LONDON (Reuters) - Bank of England Governor Mark Carney called on Friday for Britain and the European Union to reach a sweeping deal to recognise each others' bank rules after Brexit, or risk a potentially damaging hit to financial services across Europe.
Speaking at Thomson Reuters' London office, Carney said the outcome of Brexit for financial services would be a "litmus test" for global banking rules and warned against the temptation to try to put up barriers to capital flows.
"The United Kingdom has been at the heart of the global economy for centuries. Throughout that period the City has channelled the life blood of the world economy, finance," he said in a speech.
"It is all too easy to give into protectionism, but the road less taken is often the most rewarding."
Banks, including many from the United States and other countries around the world, use London as their base for operating across the European Union, making the British capital the biggest financial centre in the region by far.
But their EU "passports", which enable them to operate throughout Europe from a single office in London, are set to be lost once the UK pulls out of the bloc in two years' time.
British hopes of securing a generous new deal are likely to be contested by politicians in many EU states who were jolted by the decision of British voters last year to leave.

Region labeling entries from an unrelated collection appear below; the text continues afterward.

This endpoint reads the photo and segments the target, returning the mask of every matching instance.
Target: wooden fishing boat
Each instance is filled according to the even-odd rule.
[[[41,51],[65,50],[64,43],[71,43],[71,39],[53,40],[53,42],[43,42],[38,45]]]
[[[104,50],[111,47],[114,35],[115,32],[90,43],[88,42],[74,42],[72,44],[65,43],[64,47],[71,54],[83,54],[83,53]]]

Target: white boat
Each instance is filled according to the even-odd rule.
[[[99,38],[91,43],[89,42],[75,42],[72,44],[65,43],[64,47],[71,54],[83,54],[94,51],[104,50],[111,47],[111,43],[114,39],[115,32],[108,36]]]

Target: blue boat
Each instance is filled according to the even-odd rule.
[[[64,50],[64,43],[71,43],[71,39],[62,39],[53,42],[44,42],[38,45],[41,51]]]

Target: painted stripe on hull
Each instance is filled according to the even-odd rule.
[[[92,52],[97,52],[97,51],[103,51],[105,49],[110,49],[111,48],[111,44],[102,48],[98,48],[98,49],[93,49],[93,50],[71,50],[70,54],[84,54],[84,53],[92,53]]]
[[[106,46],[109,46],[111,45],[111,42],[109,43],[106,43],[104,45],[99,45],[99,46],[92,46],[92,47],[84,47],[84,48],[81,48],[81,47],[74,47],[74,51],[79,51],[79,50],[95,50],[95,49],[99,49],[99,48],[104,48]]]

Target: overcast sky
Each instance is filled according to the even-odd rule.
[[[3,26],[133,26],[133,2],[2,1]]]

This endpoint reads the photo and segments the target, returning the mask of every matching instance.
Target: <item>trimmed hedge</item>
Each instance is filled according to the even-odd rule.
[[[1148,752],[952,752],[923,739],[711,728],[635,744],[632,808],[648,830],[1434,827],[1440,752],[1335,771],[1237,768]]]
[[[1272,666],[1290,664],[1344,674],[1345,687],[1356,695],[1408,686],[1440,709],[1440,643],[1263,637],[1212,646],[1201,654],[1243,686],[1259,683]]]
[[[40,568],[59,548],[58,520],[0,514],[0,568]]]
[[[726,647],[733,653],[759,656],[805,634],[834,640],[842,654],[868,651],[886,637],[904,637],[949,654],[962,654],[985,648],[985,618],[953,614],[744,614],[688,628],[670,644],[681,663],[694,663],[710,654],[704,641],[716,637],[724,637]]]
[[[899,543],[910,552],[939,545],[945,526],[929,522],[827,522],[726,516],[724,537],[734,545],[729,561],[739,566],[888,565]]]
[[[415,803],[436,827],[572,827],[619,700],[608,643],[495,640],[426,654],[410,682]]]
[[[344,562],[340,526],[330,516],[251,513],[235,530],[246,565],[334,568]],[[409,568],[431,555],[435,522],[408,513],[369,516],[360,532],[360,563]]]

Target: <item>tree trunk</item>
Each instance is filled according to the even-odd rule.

Recognising the risk of future barriers, Carney said banks had to be ready for a "hard" Brexit and set a July 14 deadline for all cross-border finance firms operating in Britain to tell the BoE how they would cope with an abrupt EU exit.
It is not just banks that cluster their EU operations in Britain which face risks.
European firms which operate in London via EU passports should be prepared to set up separately capitalised subsidiaries in Britain and submit to BoE regulation if Britain and the EU cannot reach a deal, the BoE's top banking regulator Sam Woods said on Friday.
Banks are making contingency plans but Carney said they should not rush to leave London. "In my view it would be extreme to take precipitate action."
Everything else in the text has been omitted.